The latest findings from the Zoe PREDICT study identified 15 “good” gut microbes linking better health to a healthy, varied diet. “Unsurprisingly, we found a strong association between eating a diet rich in minimally processed plant-based foods and having more species of ‘good’ gut bugs.”
So why wasn’t horticulture central to the Farm to Fork summit?
Horticulture for health
While government weight loss campaigns focus on calorie labelling of alcohol and foods, their advertising, and developing drug treatments and digital tool apps to aid weight loss, a better solution could be serious investment in locally grown horticulture.
Fruit and vegetables are high in fibre, vitamins and minerals making them central to a healthy diet. Yet the UK produces only 35% of its total supply of fruit and vegetables. For improved heath the nation needs to massively increase the amount of fruit and vegetables consumed (by 86%).
Economically horticulture is, according to Sustain, worth over £5 billion, far more per hectare than other farm sectors and it is a significant employer too. So why has the Government ditched the Horticulture Strategy promised in the Government’s food strategy? Why is it only proposing an Autumn review?

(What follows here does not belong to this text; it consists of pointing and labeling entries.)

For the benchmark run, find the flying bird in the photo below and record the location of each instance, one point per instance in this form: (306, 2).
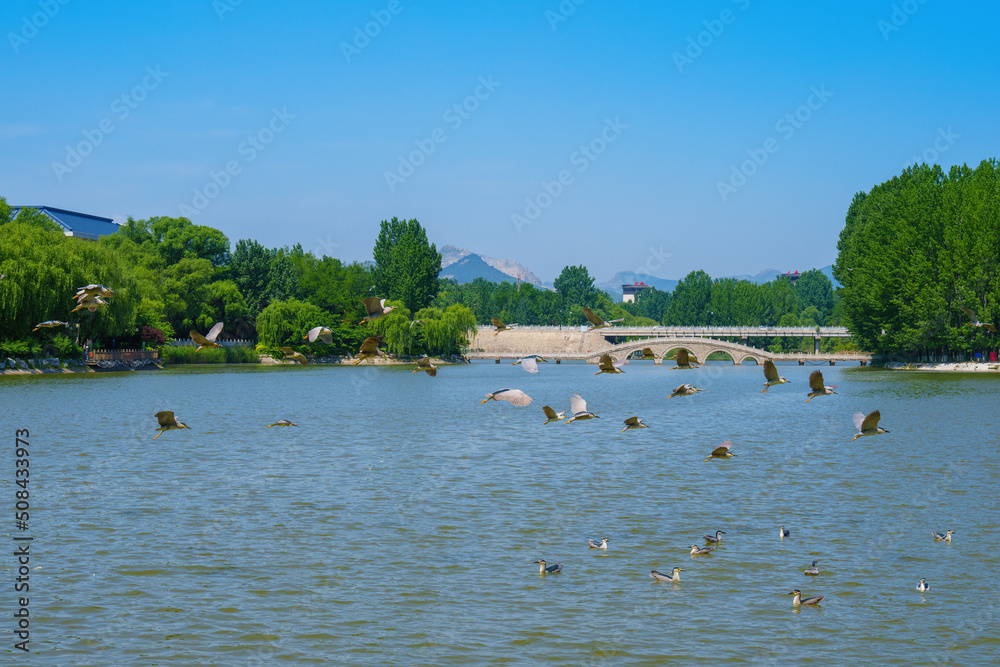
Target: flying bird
(501, 326)
(634, 422)
(530, 363)
(817, 386)
(88, 302)
(93, 290)
(167, 422)
(578, 407)
(594, 545)
(369, 349)
(545, 568)
(684, 390)
(513, 396)
(771, 375)
(424, 364)
(323, 333)
(798, 599)
(609, 365)
(551, 415)
(721, 452)
(596, 321)
(376, 308)
(208, 340)
(294, 356)
(49, 324)
(867, 425)
(974, 321)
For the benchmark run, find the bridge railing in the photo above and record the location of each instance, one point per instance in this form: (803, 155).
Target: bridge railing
(762, 332)
(187, 342)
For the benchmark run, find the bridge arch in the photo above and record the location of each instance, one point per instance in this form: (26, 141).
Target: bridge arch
(701, 347)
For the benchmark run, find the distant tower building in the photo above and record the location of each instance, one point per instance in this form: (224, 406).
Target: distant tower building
(791, 276)
(629, 291)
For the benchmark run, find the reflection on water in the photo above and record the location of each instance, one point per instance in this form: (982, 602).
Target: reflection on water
(399, 523)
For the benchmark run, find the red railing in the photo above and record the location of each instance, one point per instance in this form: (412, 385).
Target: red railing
(122, 355)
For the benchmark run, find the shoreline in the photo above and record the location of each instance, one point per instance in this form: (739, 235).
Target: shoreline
(945, 367)
(264, 361)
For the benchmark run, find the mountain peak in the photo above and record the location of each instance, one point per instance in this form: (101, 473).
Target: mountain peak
(453, 254)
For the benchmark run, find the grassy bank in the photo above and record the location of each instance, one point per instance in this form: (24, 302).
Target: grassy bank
(186, 354)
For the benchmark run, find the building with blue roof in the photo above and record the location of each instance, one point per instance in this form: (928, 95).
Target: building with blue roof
(81, 225)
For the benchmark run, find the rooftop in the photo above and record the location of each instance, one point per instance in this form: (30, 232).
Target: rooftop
(82, 225)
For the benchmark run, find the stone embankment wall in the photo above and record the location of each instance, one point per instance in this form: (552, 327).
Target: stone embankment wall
(518, 342)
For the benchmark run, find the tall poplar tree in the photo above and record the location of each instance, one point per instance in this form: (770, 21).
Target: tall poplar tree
(406, 264)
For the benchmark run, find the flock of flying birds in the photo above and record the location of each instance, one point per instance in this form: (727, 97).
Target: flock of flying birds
(865, 424)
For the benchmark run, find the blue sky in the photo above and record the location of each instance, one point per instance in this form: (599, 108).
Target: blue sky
(728, 136)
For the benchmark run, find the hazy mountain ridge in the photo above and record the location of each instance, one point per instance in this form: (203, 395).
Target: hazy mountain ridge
(472, 266)
(464, 266)
(512, 270)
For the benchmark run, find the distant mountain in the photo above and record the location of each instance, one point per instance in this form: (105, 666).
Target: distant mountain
(472, 266)
(759, 278)
(614, 286)
(512, 270)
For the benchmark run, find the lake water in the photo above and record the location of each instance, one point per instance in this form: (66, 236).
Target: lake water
(398, 524)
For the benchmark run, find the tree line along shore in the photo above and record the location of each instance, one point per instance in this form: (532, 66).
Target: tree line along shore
(915, 254)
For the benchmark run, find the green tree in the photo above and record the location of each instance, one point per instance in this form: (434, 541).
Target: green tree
(406, 264)
(913, 251)
(250, 267)
(285, 323)
(689, 305)
(813, 288)
(576, 286)
(177, 238)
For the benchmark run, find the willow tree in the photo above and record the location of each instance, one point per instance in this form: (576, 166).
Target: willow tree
(445, 331)
(394, 328)
(43, 271)
(286, 323)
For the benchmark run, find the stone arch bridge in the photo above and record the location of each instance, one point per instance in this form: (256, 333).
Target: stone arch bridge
(701, 347)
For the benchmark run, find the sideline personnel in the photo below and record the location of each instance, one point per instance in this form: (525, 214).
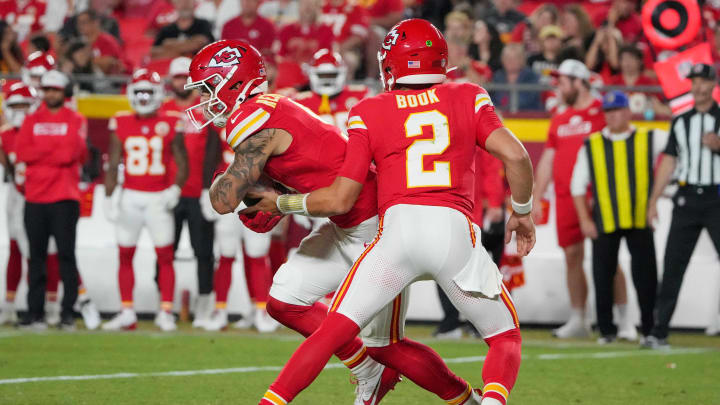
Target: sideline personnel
(694, 149)
(52, 145)
(618, 163)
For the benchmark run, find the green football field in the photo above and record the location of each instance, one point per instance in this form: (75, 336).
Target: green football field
(190, 367)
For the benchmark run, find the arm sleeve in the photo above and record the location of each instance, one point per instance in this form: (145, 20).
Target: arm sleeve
(213, 154)
(671, 147)
(357, 156)
(660, 140)
(581, 174)
(486, 120)
(492, 179)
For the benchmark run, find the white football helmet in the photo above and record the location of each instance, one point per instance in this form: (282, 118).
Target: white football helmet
(327, 73)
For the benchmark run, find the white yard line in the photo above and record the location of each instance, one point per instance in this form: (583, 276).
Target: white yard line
(455, 360)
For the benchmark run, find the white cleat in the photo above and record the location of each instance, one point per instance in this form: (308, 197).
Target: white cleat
(628, 332)
(90, 314)
(165, 321)
(246, 322)
(8, 315)
(264, 323)
(574, 328)
(52, 313)
(714, 328)
(124, 320)
(203, 310)
(218, 321)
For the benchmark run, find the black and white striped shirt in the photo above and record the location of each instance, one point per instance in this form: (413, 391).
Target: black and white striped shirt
(697, 165)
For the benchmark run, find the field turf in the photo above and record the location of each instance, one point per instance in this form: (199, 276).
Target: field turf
(191, 367)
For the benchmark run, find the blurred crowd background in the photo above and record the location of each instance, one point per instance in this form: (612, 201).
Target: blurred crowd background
(501, 44)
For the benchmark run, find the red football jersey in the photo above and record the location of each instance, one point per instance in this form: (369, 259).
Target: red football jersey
(195, 142)
(147, 148)
(7, 142)
(345, 21)
(423, 143)
(315, 156)
(567, 132)
(335, 110)
(228, 155)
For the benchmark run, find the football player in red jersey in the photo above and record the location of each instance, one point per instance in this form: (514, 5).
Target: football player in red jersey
(422, 135)
(580, 116)
(19, 100)
(274, 135)
(203, 150)
(330, 98)
(256, 264)
(145, 141)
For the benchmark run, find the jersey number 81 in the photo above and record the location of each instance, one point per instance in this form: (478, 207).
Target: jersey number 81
(144, 156)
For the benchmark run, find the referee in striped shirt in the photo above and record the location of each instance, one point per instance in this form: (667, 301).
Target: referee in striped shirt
(693, 153)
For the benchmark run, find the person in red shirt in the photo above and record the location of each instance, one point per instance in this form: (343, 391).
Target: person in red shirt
(299, 41)
(107, 54)
(19, 101)
(422, 135)
(581, 116)
(52, 145)
(384, 13)
(330, 97)
(632, 74)
(251, 27)
(303, 153)
(145, 141)
(25, 16)
(624, 16)
(203, 152)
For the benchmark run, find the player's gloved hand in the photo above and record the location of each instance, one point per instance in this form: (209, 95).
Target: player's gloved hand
(303, 221)
(206, 208)
(111, 206)
(260, 222)
(171, 196)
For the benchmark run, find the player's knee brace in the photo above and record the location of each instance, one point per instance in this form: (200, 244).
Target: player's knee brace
(165, 255)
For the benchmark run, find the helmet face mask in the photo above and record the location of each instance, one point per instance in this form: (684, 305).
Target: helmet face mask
(226, 73)
(413, 52)
(20, 100)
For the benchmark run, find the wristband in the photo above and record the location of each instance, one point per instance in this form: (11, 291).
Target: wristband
(522, 209)
(293, 204)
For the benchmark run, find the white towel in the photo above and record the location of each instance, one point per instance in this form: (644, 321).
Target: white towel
(480, 274)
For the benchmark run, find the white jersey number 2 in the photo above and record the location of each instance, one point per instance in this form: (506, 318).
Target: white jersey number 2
(143, 156)
(417, 176)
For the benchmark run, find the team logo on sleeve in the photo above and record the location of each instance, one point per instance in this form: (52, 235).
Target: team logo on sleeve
(227, 56)
(162, 128)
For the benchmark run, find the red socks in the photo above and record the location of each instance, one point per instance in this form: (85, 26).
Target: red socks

“Why a horticulture strategy is not a top governmental priority baffles me, given the shelves empty of veg earlier this year and the very high probability that this will reoccur, and with greater frequency, as climate instability starts to play havoc with our supplies here and overseas.” says Sustain’s Head of Sustainable Farming, Vicki Hird. “Promises of food strategies often end up as vague nothings, or weak consultations with little sign of actual action, joined-up thinking or new resources.”
“You are what you eat” said Nanny. And we all know, Mr Sunak, that Nanny knows best.